The lost archives of the world wide web
10.05.2000
Nedlib archiver robot coded by CSC
Nedlib - Networked European Deposit Library - is a collaborative project of European national libraries. It aims to develop a common architectural framework and basic tools for building a deposit library for electronic publications. The Finnish national center for scientific computing CSC, has been responsible for designing and building web archiver software, i.e. a harvester to retrieve, pack, and archive documents from Web servers.
The archiver is primarily intended for the national libraries who collect and store Web documents as a part of their (legal) deposit activities. It may be used by any other organisation who wants to archive its own Web documents.
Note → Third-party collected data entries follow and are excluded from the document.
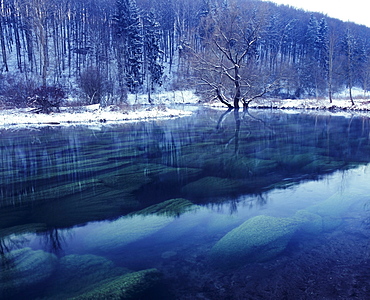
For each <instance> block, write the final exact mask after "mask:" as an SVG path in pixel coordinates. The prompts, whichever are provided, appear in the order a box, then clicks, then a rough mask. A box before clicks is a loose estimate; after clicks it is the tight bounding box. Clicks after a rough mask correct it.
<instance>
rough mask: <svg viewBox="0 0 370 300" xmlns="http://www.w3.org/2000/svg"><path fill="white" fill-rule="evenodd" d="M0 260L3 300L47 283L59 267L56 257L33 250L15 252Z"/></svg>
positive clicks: (0, 290) (6, 255)
mask: <svg viewBox="0 0 370 300" xmlns="http://www.w3.org/2000/svg"><path fill="white" fill-rule="evenodd" d="M0 260H1V263H0V296H1V297H2V298H3V299H7V298H8V297H12V295H14V294H16V293H17V292H18V291H19V290H27V289H32V288H33V287H34V286H35V285H38V284H41V283H43V282H45V281H46V280H47V279H48V278H49V277H50V276H52V274H53V272H54V271H55V269H56V267H57V257H56V256H55V255H53V254H50V253H47V252H44V251H42V250H32V249H31V248H22V249H18V250H13V251H11V252H9V253H6V254H3V255H1V256H0Z"/></svg>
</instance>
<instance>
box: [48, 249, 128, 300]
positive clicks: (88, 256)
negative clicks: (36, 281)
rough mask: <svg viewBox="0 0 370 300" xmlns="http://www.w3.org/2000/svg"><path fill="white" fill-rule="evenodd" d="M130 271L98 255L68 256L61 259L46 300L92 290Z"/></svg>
mask: <svg viewBox="0 0 370 300" xmlns="http://www.w3.org/2000/svg"><path fill="white" fill-rule="evenodd" d="M128 272H129V271H128V270H126V269H123V268H119V267H116V266H115V265H114V263H113V262H112V261H110V260H108V259H106V258H104V257H102V256H97V255H91V254H86V255H76V254H72V255H67V256H64V257H62V258H61V259H60V261H59V265H58V268H57V270H56V272H55V275H54V276H55V277H54V278H53V284H52V285H51V287H50V288H49V289H48V290H47V292H46V293H45V295H46V296H45V298H43V299H44V300H46V299H50V300H51V299H52V300H59V299H60V300H62V299H68V298H71V297H74V296H77V295H80V294H82V293H84V292H86V291H89V290H91V287H92V286H94V285H96V284H100V283H101V282H102V281H104V280H107V279H109V278H115V277H117V276H122V275H124V274H126V273H128Z"/></svg>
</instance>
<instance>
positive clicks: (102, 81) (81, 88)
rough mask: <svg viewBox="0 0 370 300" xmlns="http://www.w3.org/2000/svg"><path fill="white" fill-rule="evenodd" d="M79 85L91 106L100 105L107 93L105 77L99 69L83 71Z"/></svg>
mask: <svg viewBox="0 0 370 300" xmlns="http://www.w3.org/2000/svg"><path fill="white" fill-rule="evenodd" d="M79 83H80V87H81V89H82V91H83V93H84V94H85V95H86V97H87V99H88V103H89V104H98V103H100V101H101V99H102V97H103V94H104V92H105V87H104V86H105V84H104V80H103V76H102V75H101V73H100V71H99V70H98V69H95V68H89V69H86V70H85V71H83V72H82V73H81V76H80V81H79Z"/></svg>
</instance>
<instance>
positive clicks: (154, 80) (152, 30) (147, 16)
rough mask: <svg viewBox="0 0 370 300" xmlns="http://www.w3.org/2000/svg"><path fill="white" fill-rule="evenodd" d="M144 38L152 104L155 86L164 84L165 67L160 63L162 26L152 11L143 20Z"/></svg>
mask: <svg viewBox="0 0 370 300" xmlns="http://www.w3.org/2000/svg"><path fill="white" fill-rule="evenodd" d="M143 33H144V34H143V37H144V66H145V73H146V80H147V92H148V101H149V103H151V99H150V93H151V91H152V90H153V89H154V84H157V85H161V84H162V75H163V65H162V64H161V63H160V61H159V59H160V54H161V53H162V51H161V50H160V48H159V42H160V34H161V32H160V25H159V23H158V22H157V21H156V19H155V15H154V13H153V12H152V11H151V12H149V13H148V14H146V15H145V16H144V18H143Z"/></svg>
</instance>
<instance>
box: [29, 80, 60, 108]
mask: <svg viewBox="0 0 370 300" xmlns="http://www.w3.org/2000/svg"><path fill="white" fill-rule="evenodd" d="M64 98H65V93H64V91H63V90H62V89H61V88H59V87H55V86H41V87H39V88H37V89H35V90H34V91H33V93H32V95H31V96H30V97H28V101H27V102H28V106H30V107H33V108H34V109H33V111H34V112H35V113H46V114H49V113H51V112H52V111H59V107H60V105H61V103H62V101H63V99H64Z"/></svg>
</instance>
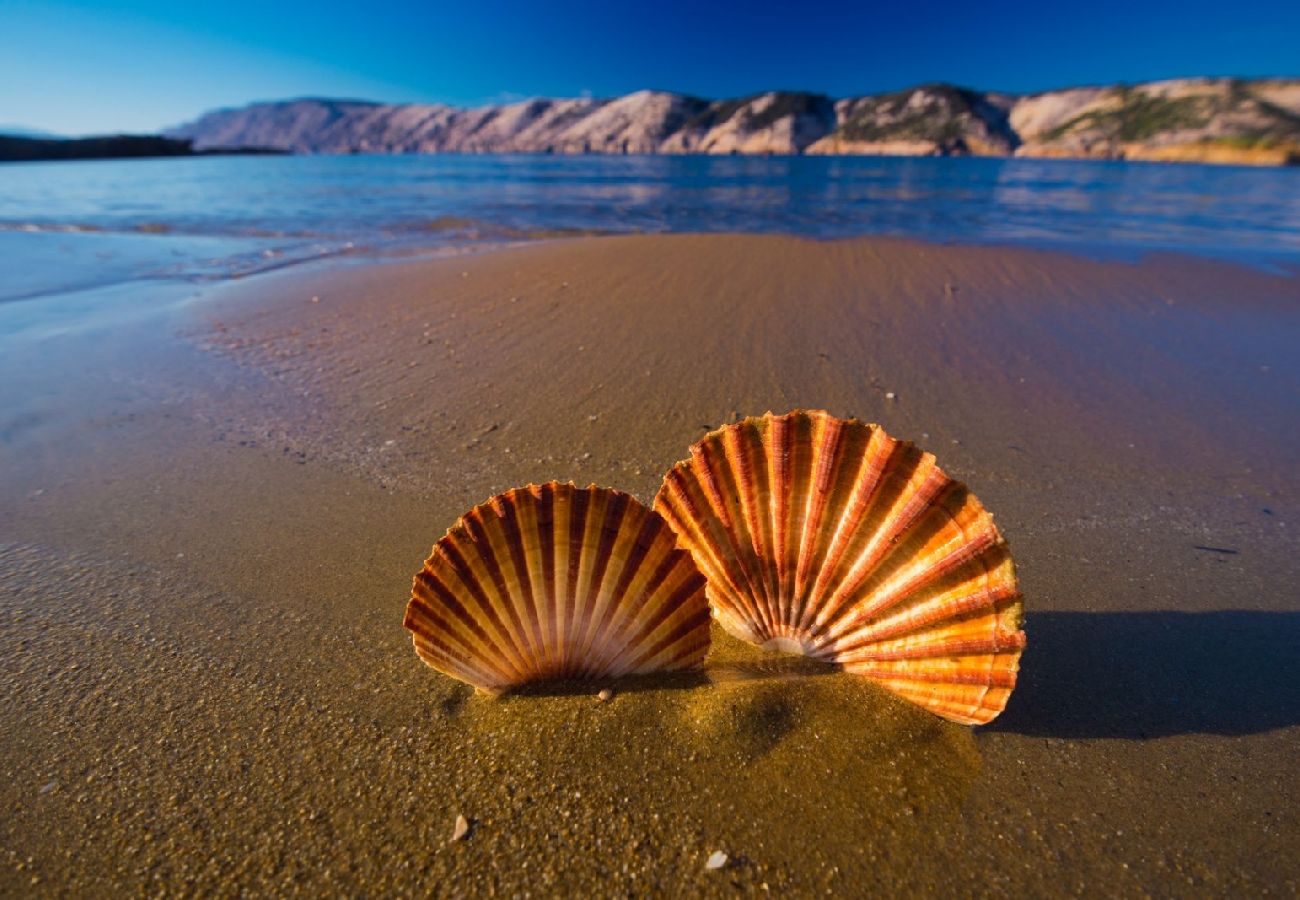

Nedlib harvester has not yet been in production use but the biggest test so far has been a round in which about 500 000 Urls were collected in 20 hours. The peak performance of the robot was 35 000 Urls per hour when we utilized 10 harvester processes. The software is available in the public domain. The harvester consists of about 10 000 lines of C code.
Web harvesting is a simple process in theory. You have a set of Ulrs as a starting point for harvesting. You pop out one Url from this set and retrieve the related document from the web. From this document you glean out the new Urls and abandon duplicates and Urls which have been fetched previously in this harvesting round. New unfetched Urls are appended into the set of Urls. Then you can pop the next Url from this set and repeat the just described process until the set of Urls will be empty.
Altought the program was developed for pure archiving purposes it's possible to apply the robot to other tasks, too. You can verify validity of links of web servers because the program keeps tracks of broken links and inserts them into the log table. Or you can analyze a content of web servers by exploring the collected metadata. You can easily find the number of Ulrs, how many HTML-pages or gif-pictures there was and so on.
The project was launched on 1st January 1988 with funding from the European Commission's Telematic Application Programme. The project will continue to the end of 2000 and it's coordinated by the Koninkljike Bibliothek, National Library of the Netherlands. The project partner here in Finland is the Finnish national library, Helsinki University Library (HUL). CSC has worked as a subcontractor for HUL.